A researcher from Armorize, a Taiwanese security vendor, was scheduled to speak on China’s government-backed hacking initiatives and its ability to launch cyber attacks.

According to an executive at Armorize, the company decided to cancel the presentation after several Taiwanese and Chinese organizations that had contributed to the report wanted it pulled. The executive did not give the reasons for their complaints.

“RFID for beginners” – Chris Paget, 2007

In the promotion for his presentation, Paget of IOActive said, “I’ll explain everything you need to know in order to build a working cloner, understand how it works, and see exactly why RFID is so insecure and untrustworthy.” The talk was pulled after secure card maker HID Corp. objected in a letter that claimed possible patent infringement.

An HID spokeswoman acknowledged that the company’s RFID proximity cards were vulnerable to hacks, but said Paget was exaggerating the risk and by showing how to hack them would endanger their customers. IOActive argued that the concepts behind its research were not new and simply illustrated potential security shortcomings of contactless building access controls that HID had noted in the past.

“Given the threat of pending litigation, we had no choice but to cancel the talk,” said Joshua Pennell, IOActive president. Black Hat’s Jeff Moss said the move by HID, “is a threat to the conference business. It will reach a point where everything will be dumbed down and everything we can discuss will come from a sales sheet from a product manufacturer. I don’t like it at all. It doesn’t bode well for security research.”

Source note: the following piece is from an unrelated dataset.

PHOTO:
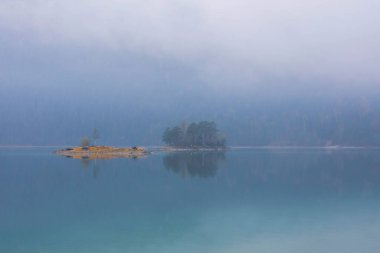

“Weaknesses in Apple’s FileVault” – Charles Edge, 2008

This one ignited controversy not only over its proposed topic, but over whether it was ever scheduled in the first place. Edge, a security researcher, said he had been scheduled to discuss a weakness he had found in Apple’s FileVault encryption system, but then canceled it a week before the conference. He told Brian Krebs, then at the Washington Post, that he had, “signed confidentiality agreements with Apple, which prevents him from speaking on the topic and from discussing the matter further.”

Krebs wrote at the time, “these kinds of reversals have a funny way of stoking the curiosity of the hacker community, already an inquisitive bunch by nature.” Black Hat organizers said, however, that the talk had never been officially scheduled.